In the 32 years that followed, Norbert Singer was responsible for a great many outstanding racing cars from Porsche. For example, he took over the 911 Carrera RSR project at the end of 1972, followed by the next stage of development in 1974 with the 911 Carrera RSR Turbo 2.1, which then used the turbo technology successfully introduced in the 917/10 and 917/30 and ultimately led to the 935 in 1976. “In 1977, we optimized the airflow with a higher rear end. Since the standard rear window had to be kept to comply with regulations, we constructed another rear window above it, making for much better aerodynamics,” says Norbert Singer as he explains this clever interpretation of the rules of what was at the time Group 5. One clever and systematic interpretation of the regulations that were amended for 1978 ultimately resulted in the famous 935/78 “Moby Dick”, which was reinforced with a tubular frame.
Following numerous successes with the 935 and the 936, perhaps the greatest technical milestone in Norbert Singer’s career came with the introduction of the Group C Regulations in 1982. In the development of the 956, he once again proved his tremendous expertise in the field of aerodynamics and provided the vehicle with an exceptional ground effect and thus extremely effective road holding characteristics thanks to a special underbody design with air ducts and the legendary “Singer dent”. The 956 and 962 C won no fewer than five Drivers’, three Makes’ and two Team World Championships between 1982 and 1986. They also achieved seven overall victories at Le Mans.

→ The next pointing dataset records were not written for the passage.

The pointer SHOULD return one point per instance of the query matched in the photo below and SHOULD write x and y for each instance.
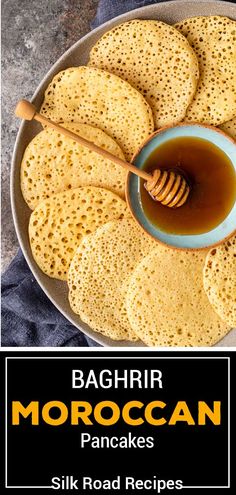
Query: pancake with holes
(93, 96)
(154, 58)
(99, 276)
(230, 128)
(220, 280)
(53, 163)
(58, 225)
(166, 302)
(213, 39)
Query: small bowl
(199, 241)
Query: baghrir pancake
(214, 41)
(53, 163)
(166, 302)
(154, 58)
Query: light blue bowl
(199, 241)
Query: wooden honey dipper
(166, 186)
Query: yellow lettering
(76, 414)
(148, 413)
(98, 413)
(63, 413)
(181, 413)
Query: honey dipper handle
(26, 110)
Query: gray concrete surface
(34, 35)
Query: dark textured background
(34, 35)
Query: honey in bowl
(213, 186)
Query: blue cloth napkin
(28, 316)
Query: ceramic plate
(169, 12)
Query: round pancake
(230, 128)
(166, 302)
(93, 96)
(58, 225)
(220, 280)
(213, 39)
(154, 58)
(99, 275)
(53, 163)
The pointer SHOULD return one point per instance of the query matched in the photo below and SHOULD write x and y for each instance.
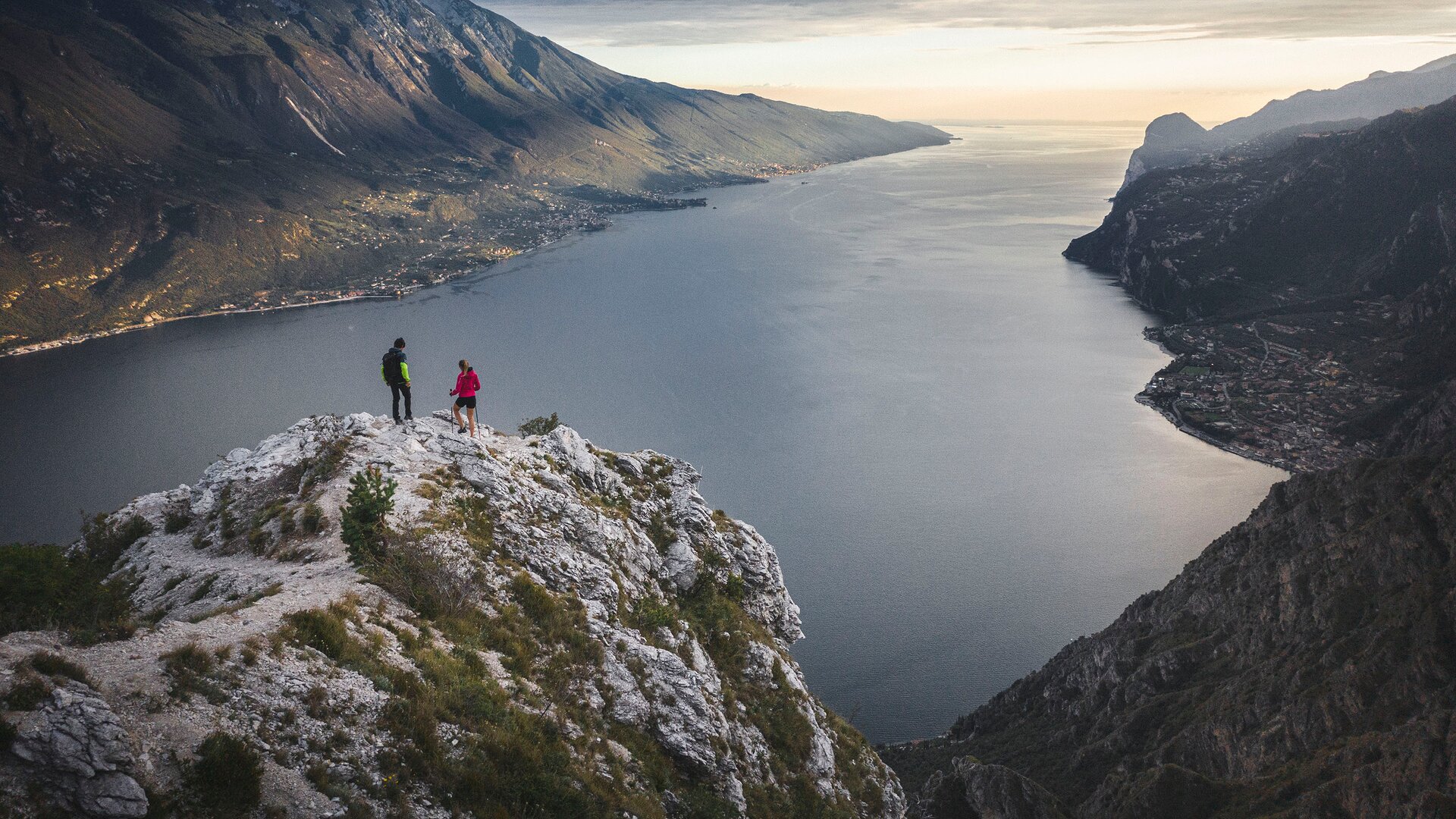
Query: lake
(884, 366)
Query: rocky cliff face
(1304, 664)
(165, 158)
(548, 630)
(1302, 667)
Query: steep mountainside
(171, 156)
(1305, 665)
(1312, 281)
(538, 629)
(1175, 139)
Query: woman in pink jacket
(466, 385)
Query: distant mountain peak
(1175, 139)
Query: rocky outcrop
(1304, 665)
(970, 790)
(538, 598)
(76, 748)
(164, 158)
(1174, 140)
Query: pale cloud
(1002, 58)
(696, 22)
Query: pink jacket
(466, 384)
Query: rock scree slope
(549, 630)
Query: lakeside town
(1288, 391)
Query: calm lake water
(884, 366)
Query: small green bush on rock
(370, 500)
(228, 776)
(539, 425)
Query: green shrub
(539, 425)
(104, 539)
(650, 615)
(312, 519)
(190, 668)
(370, 499)
(228, 776)
(421, 580)
(177, 521)
(55, 665)
(28, 692)
(660, 532)
(41, 586)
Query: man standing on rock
(395, 372)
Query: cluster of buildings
(1277, 391)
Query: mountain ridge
(1347, 107)
(494, 627)
(178, 156)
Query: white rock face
(685, 615)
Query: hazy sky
(1002, 58)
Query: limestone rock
(76, 745)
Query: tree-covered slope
(171, 156)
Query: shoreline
(405, 290)
(1231, 447)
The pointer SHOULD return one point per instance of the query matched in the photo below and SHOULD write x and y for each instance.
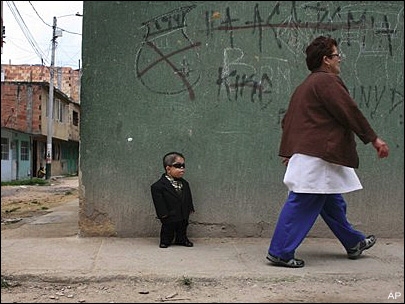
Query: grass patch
(186, 281)
(27, 182)
(4, 283)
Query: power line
(26, 31)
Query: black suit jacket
(168, 202)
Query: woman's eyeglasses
(335, 55)
(179, 165)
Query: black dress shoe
(188, 244)
(185, 244)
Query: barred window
(25, 149)
(5, 152)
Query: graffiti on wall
(169, 51)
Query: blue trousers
(299, 214)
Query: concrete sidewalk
(69, 257)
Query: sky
(36, 18)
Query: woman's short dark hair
(170, 157)
(319, 47)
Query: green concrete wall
(212, 80)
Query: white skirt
(308, 174)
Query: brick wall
(21, 107)
(66, 79)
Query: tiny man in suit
(173, 201)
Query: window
(5, 154)
(75, 118)
(59, 110)
(25, 149)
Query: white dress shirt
(308, 174)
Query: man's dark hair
(170, 157)
(319, 47)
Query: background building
(24, 120)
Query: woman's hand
(381, 147)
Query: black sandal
(292, 263)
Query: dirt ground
(18, 202)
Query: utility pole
(50, 106)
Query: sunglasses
(179, 165)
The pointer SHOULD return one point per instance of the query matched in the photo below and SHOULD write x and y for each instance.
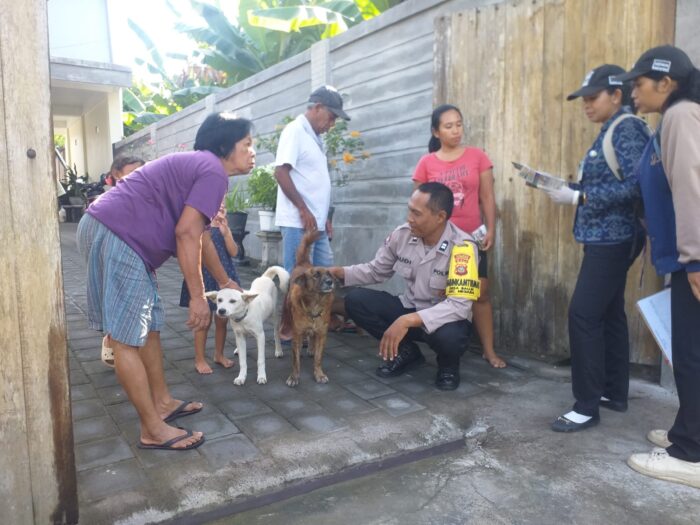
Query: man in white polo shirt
(304, 192)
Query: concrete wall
(384, 68)
(687, 22)
(79, 29)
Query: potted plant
(236, 204)
(74, 201)
(262, 191)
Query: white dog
(247, 311)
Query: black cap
(663, 59)
(329, 97)
(598, 79)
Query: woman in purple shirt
(160, 211)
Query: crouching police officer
(439, 263)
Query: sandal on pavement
(563, 424)
(107, 353)
(168, 445)
(181, 412)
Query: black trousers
(375, 311)
(598, 335)
(685, 342)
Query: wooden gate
(36, 463)
(509, 68)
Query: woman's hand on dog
(389, 345)
(199, 314)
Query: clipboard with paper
(539, 179)
(656, 312)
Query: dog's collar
(239, 319)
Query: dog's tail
(304, 250)
(281, 274)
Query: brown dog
(308, 304)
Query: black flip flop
(562, 424)
(168, 445)
(181, 412)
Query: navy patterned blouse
(612, 206)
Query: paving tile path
(258, 436)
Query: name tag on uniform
(463, 274)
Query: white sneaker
(658, 464)
(659, 438)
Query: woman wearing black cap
(606, 224)
(667, 82)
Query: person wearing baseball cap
(304, 184)
(606, 196)
(667, 82)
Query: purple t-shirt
(144, 208)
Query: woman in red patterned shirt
(468, 172)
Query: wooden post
(38, 481)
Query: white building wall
(116, 127)
(79, 29)
(98, 144)
(75, 145)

Norbert Singer celebrated the last overall victory of his active career at Le Mans in 1998, where the two works Porsche 911 GT1 cars, equipped with a carbon fibre monocoque, celebrated a double victory. Norbert Singer’s vehicles also earned more than a dozen titles in the American IMSA series. They also clinched numerous overall victories in the US endurance classic in Daytona, Florida, as well as in the 12 Hours of Sebring in the same US state. In 2003 Norbert Singer was presented with the “Spirit of Le Mans” award by the Automobile Club de l’Ouest (ACO) for his services to the 24 Hours of Le Mans and for his unique successes in the endurance classic, together with Formula 1 Champion and three-time Le Mans winner Phil Hill, with ACO president Michel Cosson presenting the award. This high accolade has been awarded since 2001, with Ferdinand Piëch, Jacky Ickx and Derek Bell being among the winners in previous years.
In 2004, Norbert Singer retired but continued to work for several more years as an advisor for Porsche customer motorsport until 2010. And even after that, his expert knowledge still continued to be of great value. Especially when it came to restoring racing cars for the Porsche Museum, such as recently in the case of the first 917 with the chassis number 917 001 or the 956 with the chassis number 917 005. Norbert Singer has been giving lectures at the university in Esslingen since 2006. In 2018, he was awarded the golden badge of honour by the university for his commitment and success in teaching at the faculty of automotive engineering.